2. Did a Cameo I was delighted with (I managed to keep it brief - I tend to go on way too long - while not having it feel at all rushed or perfunctory). And I got a five-star review from the client to boot.
3. And I had in my mind, my best self-tape audition so far (Even if I realized, hours after the fact, that I'd recorded it wrong - vertically instead of horizontally).
In creative terms, I might have been happiest with the Cameo (I take that "Brevity is the soul of wit" thing pretty seriously), but I think doing a self-tape audition that I felt good about (And that was accomplished with minimal fuss-and-bother) was way the bigger deal.
I asked Jane R. to be my reader, which she got a kick out of (And she did quite well, I thought). And I had set things up beforehand so she wasn't cooling her heels waiting for me to get my shit together - We went over the lines, did a rehearsal or two, shot two or three takes, and called it good.
Odds are it's not gonna get me the gig - just being realistic - but that almost doesn't matter. I'm just pleased it was easy enough to do that, moving forward, I'm gonna be able to put the focus on the performance, where it belongs.
(But next time? I'm gonna film myself horizontally, like I'm supposed to...!)
Well, this day got off to a good start. Very soon after getting up, I went online to roll over my WW 401K to an IRA, then did the recertification for Unemployment.
I was proud of myself for starting my day off "adulting".
Then I started to do this...and I was out of gas.
But the bigger issue, I think, is that when I do an audition, even if I intellectually know it's not likely to do anything and I should move on with my life, I often spend the next day doing nothing, really, just spending the day emotionally "waiting for the phone to ring".
And I think I said in my last entry that sometimes what I'm hoping for is another audition, so I can, in effect, "move on" from the one I just did.
But that actually happened this afternoon (It's for an animated series on Adult Swim)...and I was disappointed.
Because I wanted it to be a "yes" for the other thing.
Almost 20 years down the road, and I still struggle to handle this shit in a healthy fashion.
But all that said, I'm getting auditions, I'm getting Cameos, Shameless is still a thing for the time being...in short, life could be worse.
Watched the latest iteration of the doc last night.
I liked it quite a bit.

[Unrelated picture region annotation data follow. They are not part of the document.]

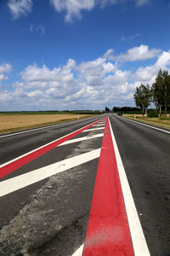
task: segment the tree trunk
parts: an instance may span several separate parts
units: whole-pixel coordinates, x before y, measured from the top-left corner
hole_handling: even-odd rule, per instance
[[[142,114],[144,116],[144,104],[142,105]]]
[[[160,119],[162,119],[162,105],[160,105]]]

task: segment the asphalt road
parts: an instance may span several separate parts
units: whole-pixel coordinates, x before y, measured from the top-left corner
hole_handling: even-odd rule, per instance
[[[153,256],[170,255],[170,134],[110,115],[143,231]]]
[[[102,117],[0,137],[0,164]],[[112,113],[110,120],[150,254],[169,256],[170,135]],[[100,148],[103,132],[89,128],[74,137],[89,139],[54,148],[2,181]],[[84,242],[98,163],[94,159],[0,197],[0,255],[71,255]]]

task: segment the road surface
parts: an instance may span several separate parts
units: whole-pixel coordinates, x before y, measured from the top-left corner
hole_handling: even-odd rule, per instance
[[[169,256],[170,134],[112,113],[109,120],[150,253]],[[110,128],[103,115],[0,137],[0,255],[73,255],[84,242],[88,255],[93,211],[107,202],[98,198],[100,188],[94,189],[110,131],[105,129]]]

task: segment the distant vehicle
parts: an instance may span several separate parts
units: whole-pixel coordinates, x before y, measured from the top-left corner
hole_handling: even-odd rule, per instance
[[[118,112],[117,115],[122,115],[122,112]]]

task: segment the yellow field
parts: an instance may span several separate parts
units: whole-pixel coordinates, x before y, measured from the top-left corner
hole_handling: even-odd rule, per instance
[[[88,117],[80,114],[80,119]],[[0,114],[0,133],[77,119],[77,114]]]

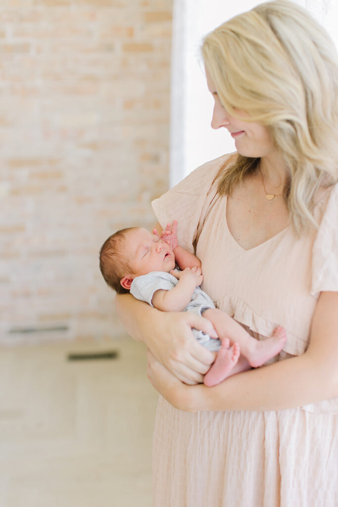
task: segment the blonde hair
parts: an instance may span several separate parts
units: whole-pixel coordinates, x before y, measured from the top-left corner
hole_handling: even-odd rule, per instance
[[[206,68],[229,114],[267,127],[289,173],[284,198],[298,233],[315,223],[315,197],[338,181],[338,57],[325,31],[287,0],[260,4],[208,34]],[[243,118],[241,118],[243,120]],[[239,155],[223,172],[230,194],[257,170]]]
[[[129,292],[120,283],[126,273],[131,271],[130,259],[125,253],[124,241],[128,233],[136,228],[117,231],[106,239],[100,249],[100,271],[107,285],[118,294]]]

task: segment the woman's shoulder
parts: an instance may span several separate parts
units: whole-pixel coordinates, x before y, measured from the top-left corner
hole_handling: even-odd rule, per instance
[[[235,152],[206,162],[191,172],[171,190],[194,195],[205,195],[226,168],[235,162],[237,158],[237,153]]]

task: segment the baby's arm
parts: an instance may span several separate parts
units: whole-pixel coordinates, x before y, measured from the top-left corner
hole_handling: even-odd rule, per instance
[[[196,287],[202,283],[203,277],[201,268],[186,268],[183,271],[172,271],[177,278],[177,285],[170,291],[160,289],[154,293],[152,303],[158,310],[165,312],[181,312],[190,302]]]
[[[201,261],[199,259],[178,244],[177,231],[177,222],[176,220],[174,220],[172,227],[171,223],[169,222],[167,224],[165,230],[162,231],[161,234],[161,239],[170,245],[173,249],[176,264],[182,270],[184,270],[185,268],[193,268],[195,266],[200,268]],[[153,232],[154,234],[157,234],[156,229],[154,229]]]

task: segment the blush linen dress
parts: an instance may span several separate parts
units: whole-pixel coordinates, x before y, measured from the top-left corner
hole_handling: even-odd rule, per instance
[[[306,350],[320,292],[338,291],[338,185],[316,205],[318,230],[297,238],[288,227],[245,250],[216,192],[219,170],[235,156],[198,168],[153,206],[164,229],[178,221],[179,243],[201,260],[202,288],[217,307],[257,339],[285,328],[283,350],[269,362],[282,360]],[[160,396],[153,449],[155,507],[338,506],[338,399],[189,413]]]

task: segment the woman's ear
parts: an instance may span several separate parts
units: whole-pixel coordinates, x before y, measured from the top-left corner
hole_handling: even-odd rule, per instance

There are some things I think could go away, but I really think we've got something worthwhile here.
Talked with Jane about it today, telling her what I liked and what I...didn't like as much.
She agreed with me on one bit that feels extraneous, and on part of another, which made me happy - I'm very aware that she's the Director (And am quite content in the role of "subject"), but it's nice that she's up for hearing what I think.
She's shown it to a number of her friends at this point, and it's been gratifying (and sometimes instructive) to hear what they've had to say.
But as I think I've said before, I'm dying to give this thing the acid test - An actual audience - and see what happens.
Jane has fans, and I have fans, but can we create fans "from the ground up"?
(Right now, Kimberly has the latest cut of the film - Kimberly is Jane's Co-Producer - and I'm looking forward to hearing what her take will be.)
A tough thing about a project going on for years, like this one, is that there's a lot of time to speculate about the "possibilities".
As I said to Jane today, it's very hard for me to believe we put this thing out there...and nothing happens.
But what happens? And to what extent?
And on that note, I think I'm off to bed.